Para você, como a literatura e a leitura podem modificar a vida das pessoas, especialmente daquelas que gostam de ler?


A leitura amplia horizontes, desenvolve empatia e ajuda o sujeito a acessar outras formas de existência e pensamento. Ler é também um exercício de imaginação, escuta e autoconhecimento. A literatura pode transformar vidas porque permite que as pessoas se reconheçam, questionem certezas e encontrem novas maneiras de interpretar suas experiências.


Na sua opinião, como os escritores podem ajudar a impulsionar o gosto pela leitura em nosso país?

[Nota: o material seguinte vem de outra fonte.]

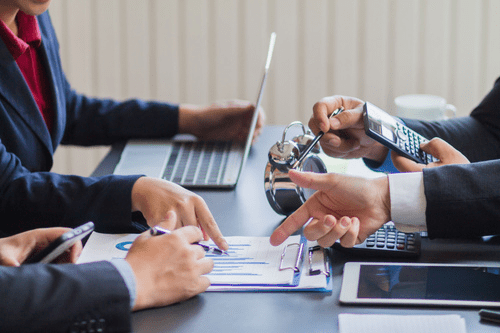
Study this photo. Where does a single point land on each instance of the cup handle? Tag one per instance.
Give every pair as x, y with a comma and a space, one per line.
450, 111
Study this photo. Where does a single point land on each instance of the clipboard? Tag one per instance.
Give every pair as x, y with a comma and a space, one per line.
311, 274
102, 246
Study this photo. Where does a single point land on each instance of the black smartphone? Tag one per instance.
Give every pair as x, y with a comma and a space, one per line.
384, 128
61, 244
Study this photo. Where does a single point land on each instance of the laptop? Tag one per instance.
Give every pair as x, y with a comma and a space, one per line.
191, 163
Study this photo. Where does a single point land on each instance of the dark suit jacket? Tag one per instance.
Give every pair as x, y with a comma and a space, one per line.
27, 148
63, 298
464, 200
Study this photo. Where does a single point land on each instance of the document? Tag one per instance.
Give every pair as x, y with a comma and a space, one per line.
377, 323
252, 264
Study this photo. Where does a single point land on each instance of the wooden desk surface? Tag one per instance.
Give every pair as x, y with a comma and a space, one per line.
245, 211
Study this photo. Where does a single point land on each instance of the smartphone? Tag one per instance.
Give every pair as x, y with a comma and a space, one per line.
384, 128
61, 244
395, 284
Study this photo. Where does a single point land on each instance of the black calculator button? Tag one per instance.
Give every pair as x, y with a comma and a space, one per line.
402, 135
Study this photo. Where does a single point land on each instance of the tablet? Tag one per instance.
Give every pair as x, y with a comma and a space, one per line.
420, 284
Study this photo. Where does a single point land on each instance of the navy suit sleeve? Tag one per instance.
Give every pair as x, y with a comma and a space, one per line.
63, 298
96, 121
464, 200
43, 199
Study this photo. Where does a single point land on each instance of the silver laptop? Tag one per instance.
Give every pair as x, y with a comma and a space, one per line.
193, 164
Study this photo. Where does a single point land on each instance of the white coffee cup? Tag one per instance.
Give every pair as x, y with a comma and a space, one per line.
424, 107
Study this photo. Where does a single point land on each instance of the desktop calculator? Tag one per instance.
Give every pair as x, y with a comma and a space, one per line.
386, 242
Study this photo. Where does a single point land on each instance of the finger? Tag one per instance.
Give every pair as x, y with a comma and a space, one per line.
209, 226
292, 223
170, 222
203, 284
441, 149
198, 251
351, 236
75, 252
342, 144
337, 232
318, 228
404, 164
348, 119
70, 255
206, 265
190, 234
319, 120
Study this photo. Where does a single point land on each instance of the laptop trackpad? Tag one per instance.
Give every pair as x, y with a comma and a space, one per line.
143, 158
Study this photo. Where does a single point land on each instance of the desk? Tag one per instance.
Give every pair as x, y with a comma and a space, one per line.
246, 212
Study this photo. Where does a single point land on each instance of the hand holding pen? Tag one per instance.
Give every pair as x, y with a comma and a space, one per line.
209, 249
316, 139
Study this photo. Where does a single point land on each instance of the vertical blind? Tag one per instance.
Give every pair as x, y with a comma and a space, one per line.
201, 51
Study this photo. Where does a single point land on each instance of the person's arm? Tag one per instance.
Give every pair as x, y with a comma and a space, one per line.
61, 298
41, 199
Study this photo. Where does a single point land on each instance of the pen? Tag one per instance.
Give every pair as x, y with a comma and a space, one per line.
316, 139
209, 249
490, 315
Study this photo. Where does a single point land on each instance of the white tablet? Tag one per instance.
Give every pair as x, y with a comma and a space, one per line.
420, 284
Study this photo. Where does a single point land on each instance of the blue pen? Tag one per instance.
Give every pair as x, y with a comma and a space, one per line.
209, 249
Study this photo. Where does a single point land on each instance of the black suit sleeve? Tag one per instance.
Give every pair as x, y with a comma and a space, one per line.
464, 200
63, 298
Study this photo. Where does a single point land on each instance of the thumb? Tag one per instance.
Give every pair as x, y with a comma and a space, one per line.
438, 148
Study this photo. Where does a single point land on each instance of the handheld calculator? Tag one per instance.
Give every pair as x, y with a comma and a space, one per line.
385, 129
386, 242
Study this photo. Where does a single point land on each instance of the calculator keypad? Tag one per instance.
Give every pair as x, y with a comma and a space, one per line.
387, 241
410, 141
391, 238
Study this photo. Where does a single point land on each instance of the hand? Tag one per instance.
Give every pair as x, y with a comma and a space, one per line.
345, 133
168, 268
14, 250
154, 198
220, 121
338, 198
438, 148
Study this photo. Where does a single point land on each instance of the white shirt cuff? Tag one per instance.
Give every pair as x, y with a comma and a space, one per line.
408, 202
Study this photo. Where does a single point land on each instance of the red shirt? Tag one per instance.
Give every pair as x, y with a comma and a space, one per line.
24, 49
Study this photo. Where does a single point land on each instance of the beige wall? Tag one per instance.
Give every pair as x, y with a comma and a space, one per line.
199, 51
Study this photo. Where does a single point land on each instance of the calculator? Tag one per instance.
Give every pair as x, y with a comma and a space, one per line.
388, 131
386, 242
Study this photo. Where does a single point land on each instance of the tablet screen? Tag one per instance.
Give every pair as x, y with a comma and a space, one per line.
460, 283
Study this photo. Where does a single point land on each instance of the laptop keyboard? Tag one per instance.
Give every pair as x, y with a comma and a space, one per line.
197, 163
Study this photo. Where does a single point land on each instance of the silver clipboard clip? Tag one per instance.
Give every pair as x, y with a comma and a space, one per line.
326, 270
298, 259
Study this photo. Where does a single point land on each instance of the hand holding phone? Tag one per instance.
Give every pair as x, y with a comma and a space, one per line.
384, 128
61, 244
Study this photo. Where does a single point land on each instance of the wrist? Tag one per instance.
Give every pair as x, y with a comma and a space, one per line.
378, 153
137, 195
382, 184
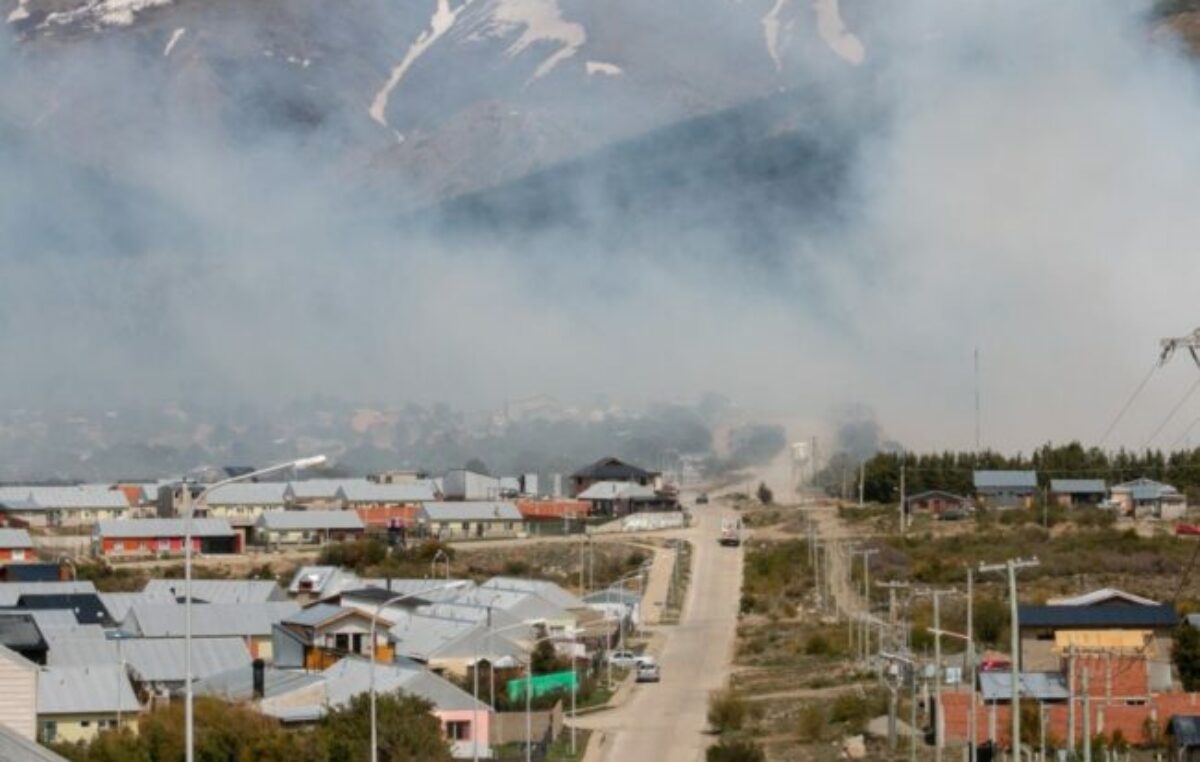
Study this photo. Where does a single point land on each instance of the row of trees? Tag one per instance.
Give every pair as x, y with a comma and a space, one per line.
954, 471
228, 732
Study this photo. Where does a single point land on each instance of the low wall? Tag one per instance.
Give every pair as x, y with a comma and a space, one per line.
509, 727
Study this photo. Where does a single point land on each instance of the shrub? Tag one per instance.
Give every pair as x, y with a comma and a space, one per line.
726, 711
736, 751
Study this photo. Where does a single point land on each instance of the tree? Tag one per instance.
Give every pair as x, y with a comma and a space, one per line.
408, 731
1186, 654
765, 495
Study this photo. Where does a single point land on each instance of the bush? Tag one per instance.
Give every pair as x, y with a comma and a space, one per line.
726, 711
736, 751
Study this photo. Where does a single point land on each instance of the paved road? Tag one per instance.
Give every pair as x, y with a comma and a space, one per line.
666, 721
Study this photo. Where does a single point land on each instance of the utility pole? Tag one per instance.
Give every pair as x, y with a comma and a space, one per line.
1012, 565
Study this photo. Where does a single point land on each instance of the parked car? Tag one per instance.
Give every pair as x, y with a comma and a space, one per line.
648, 672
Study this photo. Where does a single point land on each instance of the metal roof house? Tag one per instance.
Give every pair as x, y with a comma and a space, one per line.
75, 703
612, 469
1049, 634
1073, 492
471, 520
160, 537
307, 527
1006, 489
1146, 498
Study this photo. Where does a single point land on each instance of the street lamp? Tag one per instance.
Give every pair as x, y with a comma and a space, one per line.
375, 622
474, 735
189, 513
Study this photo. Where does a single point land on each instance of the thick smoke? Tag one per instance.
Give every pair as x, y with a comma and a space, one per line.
1012, 177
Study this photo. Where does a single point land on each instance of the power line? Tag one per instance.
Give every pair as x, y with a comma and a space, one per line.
1129, 402
1179, 405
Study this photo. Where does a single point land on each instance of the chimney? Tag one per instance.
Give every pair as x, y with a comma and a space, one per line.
259, 670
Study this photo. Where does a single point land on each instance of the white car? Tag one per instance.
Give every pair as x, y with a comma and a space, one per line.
628, 659
648, 672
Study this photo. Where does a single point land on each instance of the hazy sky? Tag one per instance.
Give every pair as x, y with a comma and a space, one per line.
1021, 181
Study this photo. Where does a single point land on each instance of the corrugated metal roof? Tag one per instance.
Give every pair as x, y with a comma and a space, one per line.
1078, 486
547, 591
480, 510
11, 592
238, 684
208, 619
15, 539
93, 689
249, 493
1006, 480
371, 492
219, 591
1037, 685
617, 491
161, 528
297, 521
1085, 617
16, 748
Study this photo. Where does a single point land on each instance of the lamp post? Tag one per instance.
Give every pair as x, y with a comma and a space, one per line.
189, 513
474, 736
375, 622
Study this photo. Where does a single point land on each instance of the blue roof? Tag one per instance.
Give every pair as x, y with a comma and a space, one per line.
1078, 486
1006, 479
1098, 617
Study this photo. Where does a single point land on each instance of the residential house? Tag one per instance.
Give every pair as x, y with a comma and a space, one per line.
307, 527
613, 469
157, 666
16, 747
471, 520
939, 503
87, 607
318, 636
463, 719
19, 634
243, 503
253, 623
165, 537
76, 703
622, 498
63, 507
1006, 489
18, 700
540, 511
1075, 492
219, 591
16, 546
1146, 498
462, 484
1139, 633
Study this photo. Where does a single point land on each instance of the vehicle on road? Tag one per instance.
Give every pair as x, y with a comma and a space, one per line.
628, 659
731, 532
648, 672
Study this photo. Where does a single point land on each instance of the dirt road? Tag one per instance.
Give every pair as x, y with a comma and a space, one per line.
666, 721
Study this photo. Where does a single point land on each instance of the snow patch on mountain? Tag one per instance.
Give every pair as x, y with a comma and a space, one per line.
771, 29
103, 12
174, 40
601, 67
541, 22
439, 24
833, 31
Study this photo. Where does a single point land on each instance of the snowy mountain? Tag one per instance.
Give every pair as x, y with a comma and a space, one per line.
425, 99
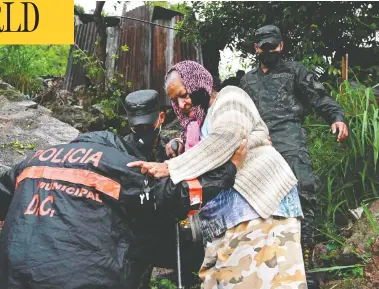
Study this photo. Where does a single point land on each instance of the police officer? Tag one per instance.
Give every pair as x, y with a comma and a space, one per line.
145, 121
284, 93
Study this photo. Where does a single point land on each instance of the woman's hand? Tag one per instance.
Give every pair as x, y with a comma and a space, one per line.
156, 170
240, 154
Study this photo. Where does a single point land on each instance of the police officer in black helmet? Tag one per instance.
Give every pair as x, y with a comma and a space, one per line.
145, 120
284, 93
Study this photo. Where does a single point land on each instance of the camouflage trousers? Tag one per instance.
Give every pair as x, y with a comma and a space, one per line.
257, 254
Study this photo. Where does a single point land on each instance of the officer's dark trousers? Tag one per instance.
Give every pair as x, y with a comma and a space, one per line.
308, 183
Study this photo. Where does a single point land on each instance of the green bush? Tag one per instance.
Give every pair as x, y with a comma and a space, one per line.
348, 170
20, 65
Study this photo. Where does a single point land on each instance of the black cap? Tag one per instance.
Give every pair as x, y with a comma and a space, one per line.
142, 107
268, 34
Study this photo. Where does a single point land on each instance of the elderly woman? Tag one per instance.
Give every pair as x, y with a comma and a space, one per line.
252, 232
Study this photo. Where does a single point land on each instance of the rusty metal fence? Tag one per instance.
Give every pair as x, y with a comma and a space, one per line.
153, 48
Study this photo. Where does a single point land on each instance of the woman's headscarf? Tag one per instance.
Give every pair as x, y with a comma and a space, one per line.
194, 77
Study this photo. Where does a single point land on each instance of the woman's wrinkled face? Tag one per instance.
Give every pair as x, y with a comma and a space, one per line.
179, 95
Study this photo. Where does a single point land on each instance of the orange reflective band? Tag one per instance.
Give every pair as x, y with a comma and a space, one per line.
195, 192
75, 176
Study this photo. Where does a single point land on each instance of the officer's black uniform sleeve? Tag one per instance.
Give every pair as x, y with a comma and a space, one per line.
7, 188
314, 93
174, 199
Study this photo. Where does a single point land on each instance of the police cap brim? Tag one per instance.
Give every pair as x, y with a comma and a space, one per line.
149, 118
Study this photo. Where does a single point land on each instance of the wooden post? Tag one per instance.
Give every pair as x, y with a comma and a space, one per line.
345, 67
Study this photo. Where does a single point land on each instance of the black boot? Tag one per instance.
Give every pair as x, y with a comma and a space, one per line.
308, 254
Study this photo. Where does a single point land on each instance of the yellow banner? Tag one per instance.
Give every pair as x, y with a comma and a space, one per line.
37, 22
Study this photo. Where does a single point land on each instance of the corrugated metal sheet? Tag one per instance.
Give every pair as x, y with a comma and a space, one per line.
85, 38
152, 50
135, 64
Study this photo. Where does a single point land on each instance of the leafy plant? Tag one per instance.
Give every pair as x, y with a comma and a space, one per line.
110, 99
22, 64
161, 284
348, 170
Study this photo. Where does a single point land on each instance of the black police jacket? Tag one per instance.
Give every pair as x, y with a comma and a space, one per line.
284, 96
69, 210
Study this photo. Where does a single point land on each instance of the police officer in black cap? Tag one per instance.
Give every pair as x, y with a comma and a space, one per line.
145, 120
284, 93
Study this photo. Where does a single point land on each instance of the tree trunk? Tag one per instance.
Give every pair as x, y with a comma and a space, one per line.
102, 42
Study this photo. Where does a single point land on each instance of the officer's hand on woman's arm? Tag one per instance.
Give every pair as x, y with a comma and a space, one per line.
169, 150
160, 170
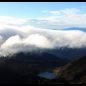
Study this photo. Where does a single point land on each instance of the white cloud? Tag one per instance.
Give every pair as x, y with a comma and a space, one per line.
55, 12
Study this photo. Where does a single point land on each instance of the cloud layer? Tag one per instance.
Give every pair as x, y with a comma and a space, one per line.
22, 37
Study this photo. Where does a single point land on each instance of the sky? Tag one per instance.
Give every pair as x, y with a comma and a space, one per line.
36, 9
45, 15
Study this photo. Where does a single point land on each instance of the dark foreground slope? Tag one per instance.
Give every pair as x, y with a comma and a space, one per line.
23, 68
75, 72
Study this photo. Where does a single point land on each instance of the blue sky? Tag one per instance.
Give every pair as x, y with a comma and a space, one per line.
46, 15
34, 9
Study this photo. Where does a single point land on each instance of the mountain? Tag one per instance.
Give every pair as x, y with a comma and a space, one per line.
23, 68
74, 72
69, 53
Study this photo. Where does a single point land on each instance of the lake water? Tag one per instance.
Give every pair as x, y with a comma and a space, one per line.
47, 75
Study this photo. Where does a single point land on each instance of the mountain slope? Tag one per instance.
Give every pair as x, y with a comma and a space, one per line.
23, 68
75, 72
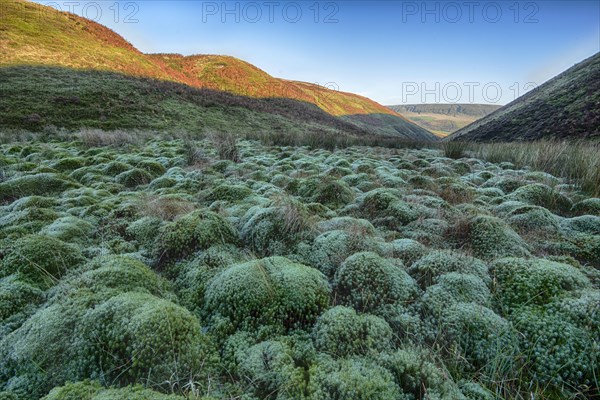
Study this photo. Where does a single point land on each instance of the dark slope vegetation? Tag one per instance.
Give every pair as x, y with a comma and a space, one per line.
565, 107
35, 97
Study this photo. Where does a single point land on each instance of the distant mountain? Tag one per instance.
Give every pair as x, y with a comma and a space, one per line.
32, 35
444, 119
565, 107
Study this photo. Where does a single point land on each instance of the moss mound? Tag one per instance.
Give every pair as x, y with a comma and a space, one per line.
41, 260
341, 332
367, 282
269, 292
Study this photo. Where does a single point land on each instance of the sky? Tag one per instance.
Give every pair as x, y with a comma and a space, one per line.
395, 52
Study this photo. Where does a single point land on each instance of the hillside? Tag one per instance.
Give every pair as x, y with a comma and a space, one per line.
444, 119
35, 35
565, 107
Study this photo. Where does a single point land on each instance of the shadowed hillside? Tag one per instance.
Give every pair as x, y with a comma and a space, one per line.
35, 35
565, 107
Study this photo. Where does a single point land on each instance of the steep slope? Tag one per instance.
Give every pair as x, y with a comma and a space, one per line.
444, 119
565, 107
35, 35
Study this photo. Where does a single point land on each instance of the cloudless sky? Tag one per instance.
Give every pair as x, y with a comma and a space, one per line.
391, 51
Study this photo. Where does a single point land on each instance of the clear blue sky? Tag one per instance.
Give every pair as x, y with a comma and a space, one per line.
391, 51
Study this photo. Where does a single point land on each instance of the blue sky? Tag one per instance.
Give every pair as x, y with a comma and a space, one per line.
391, 51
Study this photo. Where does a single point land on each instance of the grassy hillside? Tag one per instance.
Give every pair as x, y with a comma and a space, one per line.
38, 36
444, 119
565, 107
35, 97
34, 34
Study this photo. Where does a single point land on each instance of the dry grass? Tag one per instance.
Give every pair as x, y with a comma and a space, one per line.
164, 208
100, 138
579, 162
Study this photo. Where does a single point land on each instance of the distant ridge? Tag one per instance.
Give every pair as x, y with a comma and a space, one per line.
565, 107
444, 119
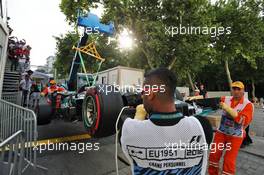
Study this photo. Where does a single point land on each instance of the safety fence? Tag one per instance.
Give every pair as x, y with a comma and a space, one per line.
14, 118
12, 97
12, 154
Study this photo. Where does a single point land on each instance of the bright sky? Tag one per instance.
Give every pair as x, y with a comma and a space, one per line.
37, 21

Os escritores podem aproximar a leitura da vida cotidiana das pessoas, tornando o livro um espaço de diálogo e não apenas de obrigação escolar. É importante produzir textos acessíveis sem perder profundidade, incentivar encontros literários, dialogar com as novas gerações e utilizar também as mídias digitais como ponte para a formação de leitores.


Uma citação marcante:


“Eu não sou mais aceita pelos que me aceitam: não procuro mais me acomodar. Tornei-me uma inquietação.”

— Conceição Evaristo.



Algumas palavras para os seus leitores:


Espero que cada leitura seja também um encontro consigo mesmo. Ler e escrever são formas de resistência, de criação e de cuidado com a nossa humanidade em tempos tão acelerados. Que nunca nos falte curiosidade, sensibilidade e desejo de aprender continuamente.